The heavens pray, the earth prays,

every creature and every living thing prays.

In all life, there is longing.

Creation itself is but a longing,

a prayer to the Almighty.

What are the clouds, the rising and the setting of the sun,

the soft radiance of the moon, and the gentleness of the night?

What are the flashes of the human mind

and the storms of the human heart?

They are all prayers —

the outpouring of boundless longing for God.
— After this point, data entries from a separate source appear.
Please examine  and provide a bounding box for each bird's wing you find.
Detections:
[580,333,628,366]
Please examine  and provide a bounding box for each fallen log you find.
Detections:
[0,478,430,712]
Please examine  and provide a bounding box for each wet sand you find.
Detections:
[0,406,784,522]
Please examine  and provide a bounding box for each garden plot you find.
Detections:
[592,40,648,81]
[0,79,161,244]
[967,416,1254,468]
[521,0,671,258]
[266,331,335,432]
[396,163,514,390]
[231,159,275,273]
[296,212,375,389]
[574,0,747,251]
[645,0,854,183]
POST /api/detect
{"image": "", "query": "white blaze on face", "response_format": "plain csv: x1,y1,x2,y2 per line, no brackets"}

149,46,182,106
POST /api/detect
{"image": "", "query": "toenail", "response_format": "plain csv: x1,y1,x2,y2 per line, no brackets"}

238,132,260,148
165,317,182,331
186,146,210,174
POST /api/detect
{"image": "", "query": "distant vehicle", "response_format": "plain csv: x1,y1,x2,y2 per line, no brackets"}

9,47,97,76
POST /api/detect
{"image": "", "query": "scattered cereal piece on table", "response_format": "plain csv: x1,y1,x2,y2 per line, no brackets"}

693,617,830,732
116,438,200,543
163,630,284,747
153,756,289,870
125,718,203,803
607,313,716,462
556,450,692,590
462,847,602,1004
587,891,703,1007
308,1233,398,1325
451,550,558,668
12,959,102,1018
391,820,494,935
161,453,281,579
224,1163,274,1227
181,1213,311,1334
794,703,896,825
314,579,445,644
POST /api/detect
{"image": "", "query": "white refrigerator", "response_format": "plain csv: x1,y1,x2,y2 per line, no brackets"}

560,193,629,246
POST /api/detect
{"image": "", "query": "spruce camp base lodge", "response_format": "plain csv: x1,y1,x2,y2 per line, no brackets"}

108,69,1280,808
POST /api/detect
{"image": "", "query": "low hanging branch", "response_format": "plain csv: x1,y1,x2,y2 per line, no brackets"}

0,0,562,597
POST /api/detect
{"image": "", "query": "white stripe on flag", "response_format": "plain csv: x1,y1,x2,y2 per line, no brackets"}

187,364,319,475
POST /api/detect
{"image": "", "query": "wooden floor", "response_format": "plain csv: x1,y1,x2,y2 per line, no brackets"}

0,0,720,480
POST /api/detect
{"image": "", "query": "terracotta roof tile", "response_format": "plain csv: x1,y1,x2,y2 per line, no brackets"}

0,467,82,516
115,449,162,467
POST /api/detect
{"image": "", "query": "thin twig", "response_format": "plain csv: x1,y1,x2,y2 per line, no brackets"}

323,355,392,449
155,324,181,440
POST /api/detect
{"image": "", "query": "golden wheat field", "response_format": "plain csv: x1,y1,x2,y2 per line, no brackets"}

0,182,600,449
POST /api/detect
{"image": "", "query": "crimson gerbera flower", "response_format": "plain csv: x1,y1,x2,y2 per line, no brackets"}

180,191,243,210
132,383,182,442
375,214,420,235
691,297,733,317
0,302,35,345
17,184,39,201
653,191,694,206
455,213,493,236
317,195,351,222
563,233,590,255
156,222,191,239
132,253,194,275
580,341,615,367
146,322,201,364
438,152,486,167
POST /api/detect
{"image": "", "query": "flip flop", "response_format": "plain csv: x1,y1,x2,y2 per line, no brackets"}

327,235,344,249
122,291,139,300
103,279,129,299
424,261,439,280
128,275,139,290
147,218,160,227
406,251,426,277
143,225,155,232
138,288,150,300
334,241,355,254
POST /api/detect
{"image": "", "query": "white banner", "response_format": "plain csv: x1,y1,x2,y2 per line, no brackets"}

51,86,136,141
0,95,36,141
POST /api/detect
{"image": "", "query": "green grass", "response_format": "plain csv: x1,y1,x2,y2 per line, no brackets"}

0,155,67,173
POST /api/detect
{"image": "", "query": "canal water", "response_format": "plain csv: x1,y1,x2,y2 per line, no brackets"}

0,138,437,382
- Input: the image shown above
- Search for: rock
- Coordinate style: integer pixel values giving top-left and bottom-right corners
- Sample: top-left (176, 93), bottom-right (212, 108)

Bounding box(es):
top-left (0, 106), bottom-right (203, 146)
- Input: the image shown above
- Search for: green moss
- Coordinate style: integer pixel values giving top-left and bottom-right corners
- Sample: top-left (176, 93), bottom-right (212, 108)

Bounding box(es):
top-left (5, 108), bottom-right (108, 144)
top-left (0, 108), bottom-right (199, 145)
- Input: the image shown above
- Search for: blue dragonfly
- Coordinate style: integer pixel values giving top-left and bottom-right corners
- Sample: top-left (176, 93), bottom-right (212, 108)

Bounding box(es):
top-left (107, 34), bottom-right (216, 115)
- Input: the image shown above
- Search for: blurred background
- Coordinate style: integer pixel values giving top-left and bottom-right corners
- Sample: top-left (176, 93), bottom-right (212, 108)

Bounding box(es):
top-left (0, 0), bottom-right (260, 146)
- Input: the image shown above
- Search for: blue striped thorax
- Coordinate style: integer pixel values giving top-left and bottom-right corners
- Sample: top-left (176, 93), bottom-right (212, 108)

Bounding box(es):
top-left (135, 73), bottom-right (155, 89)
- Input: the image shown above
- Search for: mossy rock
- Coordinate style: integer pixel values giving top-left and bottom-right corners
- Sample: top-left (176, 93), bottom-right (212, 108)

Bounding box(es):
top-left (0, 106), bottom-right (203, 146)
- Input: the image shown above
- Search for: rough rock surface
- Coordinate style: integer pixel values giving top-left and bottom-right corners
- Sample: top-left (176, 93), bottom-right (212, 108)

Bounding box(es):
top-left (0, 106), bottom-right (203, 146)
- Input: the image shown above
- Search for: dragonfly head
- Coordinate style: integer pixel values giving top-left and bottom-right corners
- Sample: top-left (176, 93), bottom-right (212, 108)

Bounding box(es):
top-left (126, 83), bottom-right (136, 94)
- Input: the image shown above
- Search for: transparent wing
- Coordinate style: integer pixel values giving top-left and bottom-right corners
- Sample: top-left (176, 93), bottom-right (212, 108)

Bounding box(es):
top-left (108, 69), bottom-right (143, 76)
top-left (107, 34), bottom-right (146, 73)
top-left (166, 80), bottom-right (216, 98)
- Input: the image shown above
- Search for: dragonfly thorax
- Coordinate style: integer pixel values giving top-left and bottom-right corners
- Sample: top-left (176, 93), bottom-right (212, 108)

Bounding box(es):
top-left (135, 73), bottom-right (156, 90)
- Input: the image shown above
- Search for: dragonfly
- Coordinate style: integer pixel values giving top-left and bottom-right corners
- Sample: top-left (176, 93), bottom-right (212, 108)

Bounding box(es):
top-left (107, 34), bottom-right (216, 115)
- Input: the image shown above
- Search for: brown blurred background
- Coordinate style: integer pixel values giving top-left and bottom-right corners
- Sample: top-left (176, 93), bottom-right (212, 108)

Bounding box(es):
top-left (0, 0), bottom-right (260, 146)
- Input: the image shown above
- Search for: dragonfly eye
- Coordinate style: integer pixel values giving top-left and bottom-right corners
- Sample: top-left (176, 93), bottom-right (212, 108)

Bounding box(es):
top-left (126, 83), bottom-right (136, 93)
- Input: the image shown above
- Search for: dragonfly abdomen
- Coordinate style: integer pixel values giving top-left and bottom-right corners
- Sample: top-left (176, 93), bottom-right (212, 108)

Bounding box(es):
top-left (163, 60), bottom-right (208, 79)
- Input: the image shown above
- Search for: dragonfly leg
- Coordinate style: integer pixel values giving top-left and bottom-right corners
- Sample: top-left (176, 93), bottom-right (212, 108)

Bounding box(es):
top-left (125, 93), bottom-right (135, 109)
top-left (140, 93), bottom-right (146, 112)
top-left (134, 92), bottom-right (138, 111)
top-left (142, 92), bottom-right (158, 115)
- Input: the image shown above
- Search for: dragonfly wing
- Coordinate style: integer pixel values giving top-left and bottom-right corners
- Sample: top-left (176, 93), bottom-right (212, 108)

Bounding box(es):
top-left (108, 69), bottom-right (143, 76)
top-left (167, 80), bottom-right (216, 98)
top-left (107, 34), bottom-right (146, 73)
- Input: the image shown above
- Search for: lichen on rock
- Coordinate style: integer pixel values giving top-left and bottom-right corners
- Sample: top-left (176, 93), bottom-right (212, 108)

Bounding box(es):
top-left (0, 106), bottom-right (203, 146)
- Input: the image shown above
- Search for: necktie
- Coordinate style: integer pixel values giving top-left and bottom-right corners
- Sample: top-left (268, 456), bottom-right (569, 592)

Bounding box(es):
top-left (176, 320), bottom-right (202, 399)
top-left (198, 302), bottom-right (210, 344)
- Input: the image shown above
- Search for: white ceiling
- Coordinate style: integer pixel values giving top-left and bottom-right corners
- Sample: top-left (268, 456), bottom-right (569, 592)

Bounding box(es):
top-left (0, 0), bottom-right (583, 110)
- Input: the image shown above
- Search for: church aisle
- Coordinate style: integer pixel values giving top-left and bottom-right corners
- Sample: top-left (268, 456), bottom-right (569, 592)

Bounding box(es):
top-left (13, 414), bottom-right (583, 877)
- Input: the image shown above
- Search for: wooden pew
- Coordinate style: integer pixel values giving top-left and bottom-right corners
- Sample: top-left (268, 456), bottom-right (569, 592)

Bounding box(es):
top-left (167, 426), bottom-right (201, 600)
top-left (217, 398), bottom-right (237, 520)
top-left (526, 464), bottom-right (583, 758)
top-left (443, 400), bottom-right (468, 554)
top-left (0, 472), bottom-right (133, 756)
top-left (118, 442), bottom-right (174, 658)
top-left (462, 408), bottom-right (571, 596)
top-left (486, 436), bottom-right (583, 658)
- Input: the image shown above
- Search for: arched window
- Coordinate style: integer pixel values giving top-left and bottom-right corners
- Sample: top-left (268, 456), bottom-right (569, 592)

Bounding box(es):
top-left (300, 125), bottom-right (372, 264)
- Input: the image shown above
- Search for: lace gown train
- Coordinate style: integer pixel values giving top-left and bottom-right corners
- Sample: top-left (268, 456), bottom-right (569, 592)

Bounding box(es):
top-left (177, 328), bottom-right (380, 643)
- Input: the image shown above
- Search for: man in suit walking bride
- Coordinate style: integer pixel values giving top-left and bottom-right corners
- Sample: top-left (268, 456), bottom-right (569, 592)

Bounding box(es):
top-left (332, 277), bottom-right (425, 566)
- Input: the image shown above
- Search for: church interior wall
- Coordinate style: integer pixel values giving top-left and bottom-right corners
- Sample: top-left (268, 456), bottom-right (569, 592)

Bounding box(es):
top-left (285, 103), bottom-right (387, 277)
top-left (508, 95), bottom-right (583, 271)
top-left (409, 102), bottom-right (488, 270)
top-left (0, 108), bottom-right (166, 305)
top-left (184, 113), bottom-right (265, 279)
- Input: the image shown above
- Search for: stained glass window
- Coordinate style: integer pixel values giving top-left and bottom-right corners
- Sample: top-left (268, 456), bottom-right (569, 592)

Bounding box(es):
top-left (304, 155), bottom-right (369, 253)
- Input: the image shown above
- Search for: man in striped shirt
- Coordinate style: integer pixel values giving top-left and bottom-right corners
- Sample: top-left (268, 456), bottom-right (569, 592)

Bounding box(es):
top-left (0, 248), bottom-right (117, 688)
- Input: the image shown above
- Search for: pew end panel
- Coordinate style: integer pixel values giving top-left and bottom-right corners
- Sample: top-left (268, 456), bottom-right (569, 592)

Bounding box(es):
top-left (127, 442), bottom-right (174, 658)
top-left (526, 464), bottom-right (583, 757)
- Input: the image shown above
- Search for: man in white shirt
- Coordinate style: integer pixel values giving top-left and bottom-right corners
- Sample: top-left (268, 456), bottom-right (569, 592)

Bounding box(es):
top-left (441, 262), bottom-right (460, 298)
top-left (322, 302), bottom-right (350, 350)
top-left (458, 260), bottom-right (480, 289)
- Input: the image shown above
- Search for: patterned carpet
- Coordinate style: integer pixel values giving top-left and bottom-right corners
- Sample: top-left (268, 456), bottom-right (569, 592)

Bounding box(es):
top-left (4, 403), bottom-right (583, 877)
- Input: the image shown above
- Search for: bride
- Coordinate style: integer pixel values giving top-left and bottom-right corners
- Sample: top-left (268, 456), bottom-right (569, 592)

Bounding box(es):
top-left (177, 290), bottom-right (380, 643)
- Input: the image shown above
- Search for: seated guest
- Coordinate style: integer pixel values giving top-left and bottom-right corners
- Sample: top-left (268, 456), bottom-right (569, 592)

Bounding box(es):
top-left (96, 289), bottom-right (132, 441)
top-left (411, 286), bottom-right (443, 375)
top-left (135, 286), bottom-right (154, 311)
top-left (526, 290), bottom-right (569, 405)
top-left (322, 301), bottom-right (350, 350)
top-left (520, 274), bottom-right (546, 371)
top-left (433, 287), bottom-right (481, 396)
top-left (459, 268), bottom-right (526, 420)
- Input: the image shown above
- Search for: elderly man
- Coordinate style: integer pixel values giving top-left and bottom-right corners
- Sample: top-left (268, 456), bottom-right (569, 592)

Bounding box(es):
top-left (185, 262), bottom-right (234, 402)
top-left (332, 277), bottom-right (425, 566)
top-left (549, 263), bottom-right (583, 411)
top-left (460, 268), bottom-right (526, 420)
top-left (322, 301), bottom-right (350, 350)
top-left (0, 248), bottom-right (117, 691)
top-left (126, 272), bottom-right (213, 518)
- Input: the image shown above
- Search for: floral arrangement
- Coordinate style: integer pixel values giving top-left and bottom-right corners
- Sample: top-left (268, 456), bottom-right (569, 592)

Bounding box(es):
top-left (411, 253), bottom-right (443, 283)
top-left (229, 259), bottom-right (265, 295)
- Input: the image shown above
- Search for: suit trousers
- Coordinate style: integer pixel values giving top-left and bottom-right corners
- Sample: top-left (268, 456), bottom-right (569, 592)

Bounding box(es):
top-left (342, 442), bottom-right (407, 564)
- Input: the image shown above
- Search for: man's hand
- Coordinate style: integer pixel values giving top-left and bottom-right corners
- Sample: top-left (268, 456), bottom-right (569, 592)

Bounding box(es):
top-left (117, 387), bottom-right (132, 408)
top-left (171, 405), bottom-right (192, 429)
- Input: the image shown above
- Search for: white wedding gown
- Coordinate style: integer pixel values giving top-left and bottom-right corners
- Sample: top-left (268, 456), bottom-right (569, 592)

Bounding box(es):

And maybe, just maybe, we pray because it’s still what Jews do. It’s an act of courage and of faith. By showing up for prayer, we are daring to challenge a world that tells us that praying is wrong when done by anyone other than white conservative Christians. We defy the message that haters have tried to send when they have inflicted violence on our houses of worship: the Sikh Temple in Wisconsin; the Emanuel African Methodist Episcopal Church in Charleston, South Carolina, aka Mother Emanuel; the First Baptist Church in Sutherland Springs, Texas; the Tree of Life Synagogue in Pittsburgh; Chabad of Poway, California; and others. We pray because prayer represents hope and is the outward reflection of our internal commitment to make our world, someday, somehow, some way, the world we envision it to be.

Shabbat shalom and shanah tovah. Let’s keep praying.